I have been caught in a rollover in a training fire. I was just getting ready to open up the nozzle and the officer in charge told me "dip it down and push that running the diesel in the floor back into the fire, then quickly pick it back up to the right angle." When I dipped it down it rolled over on the 4 of us in the crew and got us really hot really fast! My brother-in-law pulled me out the fire had knocked me on my back and I barely had the nozzle. The training crew beat us out of there and called the reserve line in to help get it back under control. I had to have a new visor, new bunker pants, and new low pressure hose (old survivair packs) thank goodness it just bubbled and didn't rupture. I learned several things that day, mostly the hard way, but the most important thing that I learned was always have someone watch your back. I also have a very healthy respect for what it can do. I have been back in several times since then, but it's always in the back of my mind and I'm more careful that I used to be. I should also say that it's been 13 years ago but things like that you don't forget. Sorry to make the post so long but I felt it was relevant to the subject at hand.
Jim, I agree. I've been lucky enough to survive two flashovers and one backdraft in my career, and none of them were much like the video.

I was very near the door in both of the two flashovers, was able to self-rescue in probably two or three seconds (although they felt like forever) and was lucky to have only minor burns and ruined PPE and SCBA both times.

The backdraft was so violent that I didn't realize what happened for several seconds after it literally blew me out the door into the front yard.

I dunno if I'd call the video "kiddieville", but it certainly isn't the most catastrophic interior condition I've ever seen, either.
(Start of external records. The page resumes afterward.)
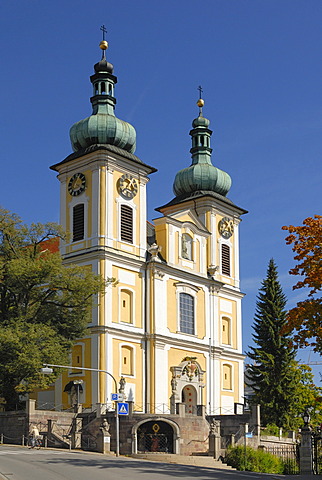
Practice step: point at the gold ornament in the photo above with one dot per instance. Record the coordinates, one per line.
(103, 45)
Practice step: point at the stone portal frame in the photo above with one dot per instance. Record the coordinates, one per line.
(175, 427)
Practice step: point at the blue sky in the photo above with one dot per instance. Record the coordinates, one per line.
(259, 63)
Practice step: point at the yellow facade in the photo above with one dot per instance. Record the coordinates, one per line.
(174, 318)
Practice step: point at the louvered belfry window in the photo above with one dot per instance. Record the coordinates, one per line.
(126, 224)
(78, 222)
(225, 260)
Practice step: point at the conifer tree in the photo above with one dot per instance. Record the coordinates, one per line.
(273, 374)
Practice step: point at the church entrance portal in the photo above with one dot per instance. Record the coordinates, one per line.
(155, 437)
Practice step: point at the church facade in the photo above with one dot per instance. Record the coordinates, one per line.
(171, 324)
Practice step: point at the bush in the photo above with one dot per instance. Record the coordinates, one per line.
(271, 430)
(254, 460)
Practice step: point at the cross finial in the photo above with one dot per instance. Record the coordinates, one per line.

It is a good training video.
It would be one thing if you knew where the fire was, if you just opened up the line you have a good chance of steaming yourself, pencilling can keep the gases in check from bursting into flame so you can get out.

In this case, yeah you can see the fire and can extinguish. In the case you can't see the fire and visibility deteriotes rapidly, as here, it is time to get out.
In that kind of enclosure, if you just open up and blast the fire you're going to steam burn everyone to Larry the Lobster status.

Pencilling to prevent ignition until effective ventilation can be conducted is an appropriate technique.

It's all about technique.
The theory of short bursts of pencil, pencil, pencil, fog is for as Ben put it, to reduce the amount of steam conversion, thus reducing the cook effect on the crew who are fleeing. The nozzleman can with this technique in the right environment, delay the ignition of total flashover by introducing the small amounts of steam produced in the bursts as well as interupting the thermal balance.

With opening the bail and leaving it flowing, the super heated BTU's will steam everyone and everything inside. All about technique and timing.

Obviously best to not be there at the time through better pre-flashover techniques and timing on other fireground tactics.